L’habitude de s’organiser collectivement et horizontalement est très forte dans les mouvements sociaux uruguayens, héritiers de l’anarchisme du début du XXe siècle dans la région du fleuve de la Plata, à travers le syndicalisme anarchiste par exemple.

Ce mouvement social a commencé avec force et créativité, et il a besoin de continuer parce que le problème ne va pas se résoudre quand il recommencera à pleuvoir, comme disent les autorités, qui veulent faire croire aux gens qu’avec une bonne pluie tout va s’arranger. Mais pour l’instant, la situation n’explose pas…
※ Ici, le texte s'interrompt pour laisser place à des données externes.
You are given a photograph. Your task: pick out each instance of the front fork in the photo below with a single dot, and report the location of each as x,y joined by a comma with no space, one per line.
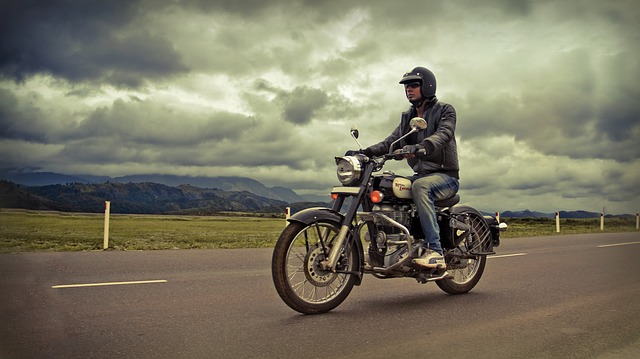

« Hoy venimos a protestar, pa’ proteger el agua y la vida, yo vengo a manifestar, aunque no quiera la policía, agua queremos tomar, que salga limpia de la canilla ! Dale, vecinx, sumate a protestar, que… la lucha vamos a dar !!! »*****

« Aujourd’hui on vient protester, pour protéger l’eau et la vie, moi j’viens manifester, même si la police le veut pas, on veut boire de l’eau, qu’elle sorte propre des robinets ! Viens, voisin.e, rejoins-nous, car… la lutte on va mener !!! »

* Le titre est un slogan qui veut dire « De l’eau pour les gens, pas pour les entreprises »

** Nom imposé par la colonisation.

*** cyanobactéries : ce sont des organismes unicellulaires qui libèrent des toxines. Ils peuvent rendre malade les humain.es et les animaux non-humains, en ingérant des aliments contaminés ou en avalant de l’eau polluée mais aussi juste en la touchant ou en nageant dedans.

**** LE GVC est constitué de 4 entreprises : 2 uruguayennes (Saceem et Berkes), 1 espagnole (Sacyr) et 1 française (NGE).

***** chant entonné dans les manifestations et autres blocages.